Morgan Stanley target price is $15 with a high of $24 under a bull scenario and $6 under the worst-case scenario. Several other equity researches have also recently upgraded their stock outlook for Albertsons. BofA Global Research initiates with buy, $22 price objective; BMO initiates with outperform rating and $18 target price.
Telsey Advisory Group initiates with outperform, $26 target price; Deutsche Bank initiates coverage with buy rating and $21 price target and JP Morgan initiates with overweight rating and $19 target price. We think it is good to buy at the current level and target at least $24 in the short-term.
“Albertsons is one of the largest conventional food retailers with entrenched positioning in its markets & recently stabilized performance post-Safeway. We lean cautious on the outlook as ACI is more of a #2 player, consumer perception is mixed, studies show pricing gaps vs. peers, and we anticipate margin pressure from e-comm and intensifying competition,” said Simeon Gutman equity analyst at Morgan Stanley.
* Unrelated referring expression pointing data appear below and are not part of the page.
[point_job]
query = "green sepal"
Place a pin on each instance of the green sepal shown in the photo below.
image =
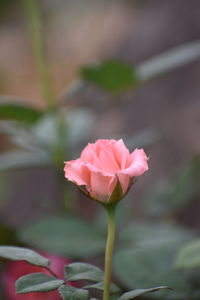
(117, 193)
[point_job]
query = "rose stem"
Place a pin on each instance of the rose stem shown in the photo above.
(36, 29)
(109, 248)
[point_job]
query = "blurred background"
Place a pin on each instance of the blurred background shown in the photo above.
(75, 71)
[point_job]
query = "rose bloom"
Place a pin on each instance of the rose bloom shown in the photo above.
(102, 165)
(16, 269)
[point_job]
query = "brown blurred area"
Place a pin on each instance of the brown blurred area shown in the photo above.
(79, 32)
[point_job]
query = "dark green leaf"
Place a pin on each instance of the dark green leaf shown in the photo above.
(173, 196)
(139, 292)
(189, 255)
(67, 236)
(37, 282)
(7, 235)
(148, 248)
(100, 286)
(19, 253)
(83, 271)
(111, 75)
(71, 293)
(18, 112)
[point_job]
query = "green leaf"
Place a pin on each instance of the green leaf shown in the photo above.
(37, 282)
(139, 292)
(83, 271)
(147, 248)
(111, 75)
(68, 236)
(22, 159)
(7, 235)
(18, 112)
(175, 195)
(189, 255)
(71, 293)
(18, 253)
(100, 286)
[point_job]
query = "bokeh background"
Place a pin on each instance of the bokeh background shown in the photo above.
(160, 112)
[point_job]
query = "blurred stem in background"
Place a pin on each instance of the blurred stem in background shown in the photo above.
(37, 36)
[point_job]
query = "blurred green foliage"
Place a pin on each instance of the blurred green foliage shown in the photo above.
(112, 75)
(147, 254)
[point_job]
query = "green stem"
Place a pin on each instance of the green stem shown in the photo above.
(39, 50)
(109, 249)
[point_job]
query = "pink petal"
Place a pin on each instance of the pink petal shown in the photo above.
(101, 186)
(124, 180)
(121, 153)
(76, 172)
(139, 163)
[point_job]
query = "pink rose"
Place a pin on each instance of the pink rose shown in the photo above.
(102, 165)
(16, 269)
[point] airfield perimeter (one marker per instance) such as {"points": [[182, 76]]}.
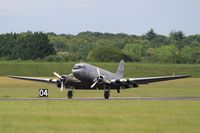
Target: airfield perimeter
{"points": [[116, 115]]}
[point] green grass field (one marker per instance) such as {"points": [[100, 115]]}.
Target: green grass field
{"points": [[99, 116]]}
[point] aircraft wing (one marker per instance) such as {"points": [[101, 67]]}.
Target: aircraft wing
{"points": [[47, 80], [135, 81]]}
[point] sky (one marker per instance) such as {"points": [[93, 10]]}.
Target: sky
{"points": [[113, 16]]}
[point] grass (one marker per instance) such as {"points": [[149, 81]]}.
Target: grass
{"points": [[13, 88], [99, 116]]}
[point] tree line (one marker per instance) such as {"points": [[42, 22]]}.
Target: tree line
{"points": [[25, 46], [102, 47]]}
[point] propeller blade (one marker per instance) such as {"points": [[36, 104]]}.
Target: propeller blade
{"points": [[94, 84], [56, 74], [61, 87], [98, 72]]}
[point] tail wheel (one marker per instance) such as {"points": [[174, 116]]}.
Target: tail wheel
{"points": [[70, 94], [106, 94]]}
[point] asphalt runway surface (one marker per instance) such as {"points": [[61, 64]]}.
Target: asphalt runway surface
{"points": [[101, 98]]}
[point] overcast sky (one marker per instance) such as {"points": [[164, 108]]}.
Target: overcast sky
{"points": [[115, 16]]}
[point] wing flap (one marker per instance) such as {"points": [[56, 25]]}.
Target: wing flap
{"points": [[135, 81]]}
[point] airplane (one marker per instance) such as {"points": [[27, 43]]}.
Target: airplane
{"points": [[86, 76]]}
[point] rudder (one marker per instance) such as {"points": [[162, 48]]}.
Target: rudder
{"points": [[120, 70]]}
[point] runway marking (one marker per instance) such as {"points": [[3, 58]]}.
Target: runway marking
{"points": [[100, 98]]}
“The stock is discounting stable market share (~2.25% IDs), limited margin expansion, modest EPS growth (+MSD%), and its material pension exposure. We agree with these assumptions. COVID-19 disruption is driving a meaningful acceleration in ID sales & profitability in 2020. ACI is well positioned to benefit from secular share shift to Food at Home.”
Upside and Downside Risks
COVID-19 provides meaningful ID sales/EBITDA uplift with secular Food at Home shift; Sales initiatives and improving value perception drive share gains; Margins expand due to productivity initiatives driving MSD/HSD EBITDA/EPS growth, Morgan Stanley highlighted as upside risks to Albertsons.
COVID-19 uplifts fade by 2021 with no longer-term uplift; ACI cedes share and initiatives fail to improve loyalty; Margins contract driven by competition and e-comm, Morgan Stanley highlighted as downside risks.